Columbia Midshipmen visit the USS Albany at Navy Pier 26 in 1953

250 Years of Service...

Columbia has a long and storied history of partnership with the nation's armed forces. Reminders around Columbia's campus speak silently of a proud tradition of military service. The helmeted bust of Pallas Athena, the Greek goddess of war, a patron Columbia shares with the U.S. Military Academy, stands prominently in the foyer of Low Memorial Library. Colonel Alexander Hamilton's statue stands guard in front of Hamilton Hall. The portrait of General Dwight D. Eisenhower, graduate and former university president, looks down the main stairwell in Butler Library. Outside Butler Library, a plaque commemorates the 23,000 Navy midshipmen who trained at Columbia and served in World War II. A memorial to Columbia graduate John Mitchell, a combat pilot who died in World War I, rests on the outside wall of Hamilton Hall. All of this reflects Columbia's long standing tradition of service and leadership.

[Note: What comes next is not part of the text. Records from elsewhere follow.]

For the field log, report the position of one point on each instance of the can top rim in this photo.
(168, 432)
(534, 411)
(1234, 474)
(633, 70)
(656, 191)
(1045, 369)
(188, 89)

Columbia University was involved with ROTC in its very beginnings in 1916, forming one of the first Navy ROTC detachments in the nation. ROTC students, known as midshipmen, drilled on College Walk, took part in Naval Science classes, worked and studied on ships and submarines in New York's harbors, and provided community service in Manhattan and the Morningside area. Each year the University held a Military Review during Armed Forces Week to present awards to outstanding midshipmen and to showcase the Corps of Midshipmen to the campus and the city. In the many years of its existence Columbia's NROTC program graduated thousands of students to become officers in the United States Navy. At its high point, Columbia's Corps of Midshipmen rivaled even the Naval Academy itself in size. The program was dissolved in 1969.

Today many students still partake in the Reserve Officers Training Corps through U.S. Army and U.S. Air Force programs offered at Fordham University and Manhattan College respectively. Some also join the Marine Corps Platoon Leaders Class, a summer training program designed to prepare students to be commissioned as officers in the Unites States Marine Corps.